Denmark was an advocate for proper nutrition who told parents only to give their children water instead of sodas, juice or milk.

Mary Hutcherson said that Denmark considered vaccines and baby food – which provided sterile meals for children – the two biggest breakthroughs in her life.

Unheard of in today’s medical field, Denmark did not lean on insurance.

“My mother did not want to bother with insurance; if people couldn’t pay, that was OK,” Mary Hutcherson said. “It was just too much trouble for what little she charged to do the paperwork to send in forms and get very little back.”

In the early 1970s, Denmark wrote a book of her views of childcare titled “Every Child Should Have a Chance” and would give a little piece of advice when she autographed the book.

“Then she would write, ‘Do what you can do to help,’ and underlined it,” Mary Hutcherson said, “directing it to the people that would be raising children.”

James Hutcherson said he and his grandmother – who was called Dr.

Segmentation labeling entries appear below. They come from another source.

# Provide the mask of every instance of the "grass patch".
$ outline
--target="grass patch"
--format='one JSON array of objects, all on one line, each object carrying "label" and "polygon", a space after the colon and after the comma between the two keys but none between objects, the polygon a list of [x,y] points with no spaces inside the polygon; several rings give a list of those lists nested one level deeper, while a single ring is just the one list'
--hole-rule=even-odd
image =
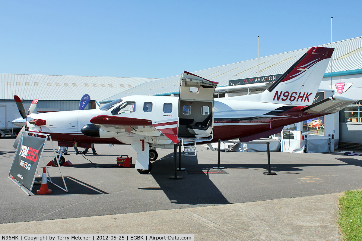
[{"label": "grass patch", "polygon": [[362,190],[347,191],[339,198],[338,225],[347,241],[362,241]]}]

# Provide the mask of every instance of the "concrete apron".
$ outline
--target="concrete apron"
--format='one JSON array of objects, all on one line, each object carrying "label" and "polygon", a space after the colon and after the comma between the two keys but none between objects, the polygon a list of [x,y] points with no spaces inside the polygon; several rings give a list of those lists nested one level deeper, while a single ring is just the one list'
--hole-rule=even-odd
[{"label": "concrete apron", "polygon": [[193,234],[195,240],[339,240],[340,194],[0,224],[1,234]]}]

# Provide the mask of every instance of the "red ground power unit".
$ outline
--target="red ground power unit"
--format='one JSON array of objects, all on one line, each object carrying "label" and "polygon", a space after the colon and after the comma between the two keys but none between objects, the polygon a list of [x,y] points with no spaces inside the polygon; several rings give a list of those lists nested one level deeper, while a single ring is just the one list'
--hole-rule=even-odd
[{"label": "red ground power unit", "polygon": [[117,157],[117,166],[119,167],[132,167],[132,158],[130,157],[128,155],[123,155]]}]

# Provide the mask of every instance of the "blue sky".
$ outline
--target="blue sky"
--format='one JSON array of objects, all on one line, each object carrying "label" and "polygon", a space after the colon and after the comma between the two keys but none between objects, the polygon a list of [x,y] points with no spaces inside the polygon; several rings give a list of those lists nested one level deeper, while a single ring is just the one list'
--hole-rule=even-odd
[{"label": "blue sky", "polygon": [[362,1],[0,0],[0,73],[164,78],[362,36]]}]

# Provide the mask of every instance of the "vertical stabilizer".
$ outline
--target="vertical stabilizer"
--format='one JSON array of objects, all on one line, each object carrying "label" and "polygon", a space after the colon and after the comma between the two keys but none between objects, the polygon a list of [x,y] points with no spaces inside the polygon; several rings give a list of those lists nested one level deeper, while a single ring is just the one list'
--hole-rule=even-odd
[{"label": "vertical stabilizer", "polygon": [[334,50],[323,47],[311,48],[262,93],[262,102],[311,104]]}]

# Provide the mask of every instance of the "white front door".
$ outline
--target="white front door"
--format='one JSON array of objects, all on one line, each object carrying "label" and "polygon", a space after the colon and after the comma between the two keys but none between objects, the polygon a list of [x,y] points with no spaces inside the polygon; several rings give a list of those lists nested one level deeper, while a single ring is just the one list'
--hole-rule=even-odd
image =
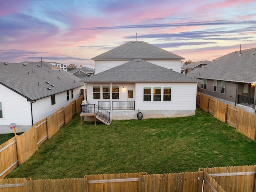
[{"label": "white front door", "polygon": [[127,101],[134,101],[134,89],[127,89]]}]

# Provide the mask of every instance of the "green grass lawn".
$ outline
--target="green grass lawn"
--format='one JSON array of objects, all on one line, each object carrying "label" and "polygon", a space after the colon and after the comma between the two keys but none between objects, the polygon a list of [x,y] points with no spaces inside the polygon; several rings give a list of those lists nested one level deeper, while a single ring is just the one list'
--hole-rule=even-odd
[{"label": "green grass lawn", "polygon": [[6,178],[197,171],[256,164],[256,141],[200,109],[191,117],[80,124],[76,115]]}]

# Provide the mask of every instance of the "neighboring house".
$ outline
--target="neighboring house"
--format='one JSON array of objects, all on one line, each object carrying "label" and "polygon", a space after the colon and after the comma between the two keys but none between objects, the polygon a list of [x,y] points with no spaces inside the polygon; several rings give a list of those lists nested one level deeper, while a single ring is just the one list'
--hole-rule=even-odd
[{"label": "neighboring house", "polygon": [[23,132],[79,98],[80,79],[45,63],[0,62],[0,133]]},{"label": "neighboring house", "polygon": [[[200,92],[255,112],[256,50],[235,51],[196,68],[187,75],[201,80]],[[253,110],[252,110],[253,109]]]},{"label": "neighboring house", "polygon": [[182,68],[184,69],[185,71],[185,74],[186,74],[191,71],[195,68],[202,67],[212,63],[212,62],[211,61],[205,60],[198,61],[197,62],[193,62],[188,64],[187,65],[184,65],[182,67]]},{"label": "neighboring house", "polygon": [[113,120],[139,118],[138,112],[143,118],[195,115],[200,81],[180,73],[182,57],[131,41],[92,59],[95,75],[81,81],[89,103],[82,113],[91,113],[94,105],[109,112]]},{"label": "neighboring house", "polygon": [[46,62],[45,61],[38,61],[38,62],[32,62],[32,61],[24,61],[23,62],[22,62],[21,63],[22,64],[35,64],[36,65],[38,65],[41,66],[42,64],[45,64],[47,65],[51,69],[53,69],[54,70],[59,70],[60,69],[59,67],[58,66],[56,66],[55,65],[55,63],[54,63],[54,65],[52,64],[51,63],[48,63],[48,62]]},{"label": "neighboring house", "polygon": [[62,70],[64,70],[65,71],[67,71],[67,66],[66,64],[62,64],[62,63],[56,63],[56,62],[50,62],[50,64],[60,68]]},{"label": "neighboring house", "polygon": [[143,41],[131,41],[92,60],[97,74],[137,59],[180,73],[181,61],[184,58]]},{"label": "neighboring house", "polygon": [[68,72],[82,80],[93,75],[94,70],[93,69],[89,67],[81,67],[76,68]]}]

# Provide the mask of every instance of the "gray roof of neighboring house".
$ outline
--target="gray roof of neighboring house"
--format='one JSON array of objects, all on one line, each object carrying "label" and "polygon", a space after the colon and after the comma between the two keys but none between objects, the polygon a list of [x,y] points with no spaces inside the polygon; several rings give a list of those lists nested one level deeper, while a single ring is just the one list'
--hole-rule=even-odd
[{"label": "gray roof of neighboring house", "polygon": [[205,65],[212,63],[212,61],[208,60],[193,62],[193,63],[184,65],[182,67],[182,68],[184,69],[194,69],[200,65]]},{"label": "gray roof of neighboring house", "polygon": [[[22,62],[20,63],[22,63],[23,64],[36,64],[37,65],[41,65],[41,61],[37,61],[37,62],[32,62],[32,61],[24,61],[23,62]],[[48,66],[49,66],[49,67],[52,68],[58,68],[58,69],[59,69],[60,68],[58,67],[57,66],[56,66],[55,65],[53,65],[52,64],[51,64],[52,63],[54,63],[54,64],[60,64],[60,63],[56,63],[56,62],[46,62],[45,61],[42,61],[42,63],[44,63],[44,64],[46,64],[46,65],[47,65]]]},{"label": "gray roof of neighboring house", "polygon": [[79,81],[80,79],[72,74],[64,70],[51,70],[44,63],[42,68],[41,62],[37,64],[0,62],[0,84],[29,101],[83,86]]},{"label": "gray roof of neighboring house", "polygon": [[140,59],[86,78],[84,82],[197,82],[198,79]]},{"label": "gray roof of neighboring house", "polygon": [[214,60],[205,67],[196,68],[187,74],[196,78],[244,83],[256,81],[256,50],[234,52]]},{"label": "gray roof of neighboring house", "polygon": [[[92,69],[92,68],[90,68],[89,67],[81,67],[80,68],[76,68],[74,69],[73,69],[73,70],[71,70],[71,71],[68,71],[68,72],[72,74],[74,74],[79,71],[83,72],[84,73],[94,73],[94,70],[93,69]],[[83,74],[84,74],[84,73]],[[83,74],[81,74],[81,75],[82,75]]]},{"label": "gray roof of neighboring house", "polygon": [[91,59],[132,60],[136,59],[182,60],[184,58],[143,41],[131,41]]}]

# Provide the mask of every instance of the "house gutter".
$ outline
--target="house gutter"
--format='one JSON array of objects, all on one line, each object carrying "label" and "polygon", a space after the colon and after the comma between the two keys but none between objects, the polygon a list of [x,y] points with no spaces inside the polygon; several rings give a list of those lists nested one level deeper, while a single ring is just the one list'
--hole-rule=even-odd
[{"label": "house gutter", "polygon": [[232,82],[236,84],[236,98],[235,99],[235,106],[236,106],[236,100],[237,99],[237,92],[238,89],[238,83],[234,82],[234,81]]},{"label": "house gutter", "polygon": [[32,126],[34,125],[34,122],[33,122],[33,110],[32,110],[32,104],[33,103],[34,103],[36,101],[36,100],[35,101],[33,101],[33,102],[30,102],[30,110],[31,110],[31,120],[32,121]]},{"label": "house gutter", "polygon": [[[255,85],[256,81],[254,82],[253,83]],[[255,109],[255,104],[256,104],[256,86],[254,85],[254,99],[253,100],[253,107],[252,109]]]}]

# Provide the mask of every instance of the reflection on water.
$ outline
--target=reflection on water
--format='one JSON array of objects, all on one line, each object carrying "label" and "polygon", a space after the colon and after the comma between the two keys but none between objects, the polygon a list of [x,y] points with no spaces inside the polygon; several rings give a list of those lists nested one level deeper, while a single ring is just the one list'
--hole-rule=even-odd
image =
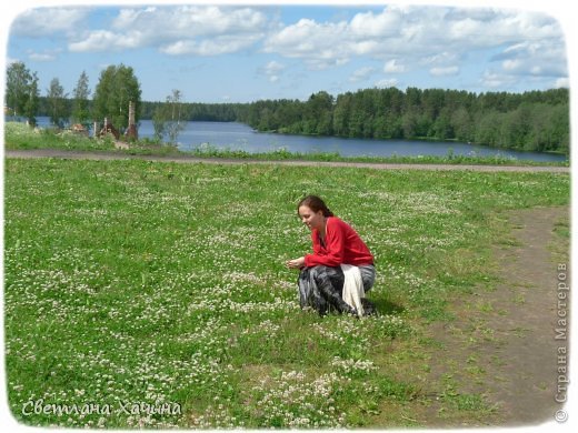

Leila even by her grandkids – also had a connection as graduates of Medical College of Georgia and was beginning his own medical career as hers was ending.

“At the end of her career, when I was just starting mine, we would talk,” James Hutcherson said. “I would ask her questions about tough pediatric patients. We liked to talk about how we were practicing medicine. The way she practiced and the way I practiced were about as different as they come.”